You’ll immediately run into trouble if you try to work with some of the more involved combinators, though. Quote should have the following type, for instance:

quote :: (xs :-> ys) -> '[] :-> '[ xs :-> ys ]

But GHC complains again:

• Illegal polymorphic type: xs :-> ys
  GHC doesn't yet support impredicative polymorphism
• In the type signature:
    quote :: (xs :-> ys) -> '[] :-> '[xs :-> ys]

I won’t go into the detail of this particular error: if you’ve been around the block with Haskell you know that it means “wrap it in a newtype”. If we do that, though, we get yet more errors:

newtype (:~>) xs ys = Q { d :: xs :-> ys }

• Couldn't match type ‘ys ++ zs0’ with ‘ys ++ zs’
  Expected type: Stack (xs ++ zs) -> Stack (ys ++ zs)
    Actual type: Stack (xs ++ zs0) -> Stack (ys ++ zs0)
  NB: ‘++’ is a type function, and may not be injective

This injectivity error comes up often. It means that GHC needs to prove that the input to two functions is equal, but it only knows that their outputs are. This is a doubly serious problem for us, as we can’t do type family injectivity on two type variables (in current Haskell). To solve the problem, we need to rely on a weird mishmash of type families and functional dependencies:

type family (++) xs ys where
    '[] ++ ys = ys
    (x : xs) ++ ys = x : (xs ++ ys)
    
class (xs ++ ys ~ zs) => Conc xs ys zs | xs zs -> ys where
    conc :: Stack xs -> Stack ys -> Stack zs
    
instance Conc '[] ys ys where
    conc _ ys = ys
    
instance Conc xs ys zs => Conc (x : xs) ys (x : zs) where
    conc (x :- xs) ys = x :- conc xs ys

infixr 0 :->
type (:->) xs ys = forall zs yszs. Conc ys zs yszs => Stack (xs ++ zs) -> Stack yszs

And it does indeed work:

pure :: a -> '[] :-> '[a]
pure = (:-)

newtype (:~>) xs ys = Q { d :: xs :-> ys }

quote :: (xs :-> ys) -> '[] :-> '[ xs :~> ys ]
quote x = pure (Q x)

dot :: forall xs ys. ((xs :~> ys) : xs) :-> ys
dot (x :- xs) = d x xs

true :: (xs :~> ys) : (xs :~> ys) : xs :-> ys
true = swap ! drop ! dot

false :: (xs :~> ys) : (xs :~> ys) : xs :-> ys
false = drop ! dot

test :: '[] :-> '[ '[a] :~> '[a,a] ]
test = quote dup

Interestingly, these combinators represent the monadic operations on state (dot = join, pure = pure, etc.)

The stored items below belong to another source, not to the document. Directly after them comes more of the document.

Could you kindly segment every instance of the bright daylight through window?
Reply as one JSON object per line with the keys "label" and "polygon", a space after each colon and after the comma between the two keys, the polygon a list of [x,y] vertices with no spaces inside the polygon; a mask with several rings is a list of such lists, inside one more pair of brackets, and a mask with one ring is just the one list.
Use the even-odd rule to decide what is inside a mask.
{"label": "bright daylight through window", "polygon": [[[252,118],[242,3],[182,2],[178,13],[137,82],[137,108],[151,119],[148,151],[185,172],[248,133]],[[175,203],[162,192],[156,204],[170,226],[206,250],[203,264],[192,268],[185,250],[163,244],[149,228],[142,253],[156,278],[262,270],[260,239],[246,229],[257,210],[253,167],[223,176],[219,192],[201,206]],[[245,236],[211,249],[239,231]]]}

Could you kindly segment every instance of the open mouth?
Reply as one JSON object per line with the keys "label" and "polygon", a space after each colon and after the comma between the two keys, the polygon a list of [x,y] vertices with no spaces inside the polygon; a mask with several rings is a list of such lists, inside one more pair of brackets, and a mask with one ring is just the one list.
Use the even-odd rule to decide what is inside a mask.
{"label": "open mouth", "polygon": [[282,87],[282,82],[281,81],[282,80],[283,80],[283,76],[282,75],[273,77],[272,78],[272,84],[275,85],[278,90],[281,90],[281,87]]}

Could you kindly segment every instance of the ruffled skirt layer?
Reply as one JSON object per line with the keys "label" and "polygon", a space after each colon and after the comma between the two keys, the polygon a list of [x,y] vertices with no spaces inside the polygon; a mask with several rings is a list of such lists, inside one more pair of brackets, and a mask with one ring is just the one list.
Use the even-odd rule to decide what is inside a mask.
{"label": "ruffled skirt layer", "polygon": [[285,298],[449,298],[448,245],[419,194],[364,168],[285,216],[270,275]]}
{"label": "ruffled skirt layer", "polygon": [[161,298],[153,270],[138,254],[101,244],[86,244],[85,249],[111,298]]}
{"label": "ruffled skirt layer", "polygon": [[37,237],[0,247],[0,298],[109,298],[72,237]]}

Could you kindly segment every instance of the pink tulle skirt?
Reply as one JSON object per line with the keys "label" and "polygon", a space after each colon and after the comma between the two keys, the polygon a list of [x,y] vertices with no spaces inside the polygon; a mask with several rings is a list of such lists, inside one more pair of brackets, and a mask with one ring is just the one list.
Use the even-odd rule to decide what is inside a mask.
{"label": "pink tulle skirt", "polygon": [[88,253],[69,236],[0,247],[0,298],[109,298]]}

And can we get the nicer composition of the function from the intro? Kind of:

sumAdded = quote add ! curry ! dot ! map ! sum

Here are some references for concatenative languages: Okasaki (2002), Purdy (2012), Kerby (2007), Okasaki (2003).

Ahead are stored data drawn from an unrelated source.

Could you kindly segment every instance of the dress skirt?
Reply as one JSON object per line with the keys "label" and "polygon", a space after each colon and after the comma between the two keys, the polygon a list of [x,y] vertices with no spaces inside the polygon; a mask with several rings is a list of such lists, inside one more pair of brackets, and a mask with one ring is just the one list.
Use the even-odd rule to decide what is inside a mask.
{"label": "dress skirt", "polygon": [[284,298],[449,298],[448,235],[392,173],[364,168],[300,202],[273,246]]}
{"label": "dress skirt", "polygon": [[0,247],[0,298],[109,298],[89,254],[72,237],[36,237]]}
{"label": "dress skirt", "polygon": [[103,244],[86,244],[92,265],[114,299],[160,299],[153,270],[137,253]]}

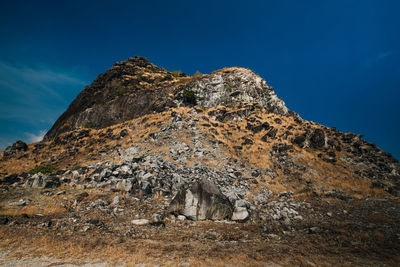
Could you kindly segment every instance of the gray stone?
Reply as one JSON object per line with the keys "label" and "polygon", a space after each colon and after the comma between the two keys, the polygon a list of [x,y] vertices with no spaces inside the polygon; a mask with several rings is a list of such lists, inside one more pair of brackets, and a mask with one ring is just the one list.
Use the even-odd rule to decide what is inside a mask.
{"label": "gray stone", "polygon": [[150,180],[150,178],[152,178],[153,175],[151,173],[146,173],[145,175],[142,176],[142,180]]}
{"label": "gray stone", "polygon": [[130,180],[121,180],[117,183],[116,188],[125,192],[130,192],[133,188],[133,184]]}
{"label": "gray stone", "polygon": [[119,200],[120,200],[119,196],[115,196],[114,199],[113,199],[112,205],[118,205]]}
{"label": "gray stone", "polygon": [[110,169],[104,169],[101,173],[100,173],[100,178],[102,179],[106,179],[108,177],[110,177],[112,175],[112,171]]}
{"label": "gray stone", "polygon": [[250,203],[245,199],[238,199],[235,201],[235,207],[245,207],[250,208]]}
{"label": "gray stone", "polygon": [[233,206],[213,182],[204,179],[179,191],[170,211],[191,220],[224,220],[231,218]]}
{"label": "gray stone", "polygon": [[132,220],[131,223],[134,225],[146,225],[146,224],[149,224],[150,221],[147,219],[136,219],[136,220]]}
{"label": "gray stone", "polygon": [[20,199],[19,201],[8,203],[8,206],[25,206],[26,204],[25,200]]}
{"label": "gray stone", "polygon": [[162,220],[163,220],[161,214],[158,214],[158,213],[154,213],[151,216],[151,219],[152,219],[153,223],[159,223],[159,222],[162,222]]}
{"label": "gray stone", "polygon": [[80,177],[81,177],[81,175],[79,174],[78,171],[73,171],[72,172],[72,179],[79,180]]}
{"label": "gray stone", "polygon": [[25,182],[24,187],[52,188],[60,185],[61,182],[57,176],[47,176],[41,173],[37,173]]}
{"label": "gray stone", "polygon": [[244,222],[250,217],[246,207],[236,207],[232,214],[232,221]]}
{"label": "gray stone", "polygon": [[178,220],[180,220],[180,221],[184,221],[184,220],[186,220],[186,217],[185,216],[183,216],[183,215],[178,215]]}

Kerby, Brent. 2007. “The Theory of Concatenative Combinators.” http://tunes.org/\%7Eiepos/joy.html.

Okasaki, Chris. 2002. “Techniques for embedding postfix languages in Haskell.” In Proceedings of the ACM SIGPLAN workshop on Haskell - Haskell ’02, 105–113. Pittsburgh, Pennsylvania: ACM Press. doi:10.1145/581690.581699. http://portal.acm.org/citation.cfm?doid=581690.581699.

———. 2003. “THEORETICAL PEARLS: Flattening combinators: Surviving without parentheses.” Journal of Functional Programming 13 (4) (July): 815–822. doi:10.1017/S0956796802004483. https://www.cambridge.org/core/journals/journal-of-functional-programming/article/theoretical-pearls/3E99993FE5464986AD94D292FF5EA275.

Purdy, Jon. 2012. “The Big Mud Puddle: Why Concatenative Programming Matters.” The Big Mud Puddle. https://evincarofautumn.blogspot.com/2012/02/why-concatenative-programming-matters.html.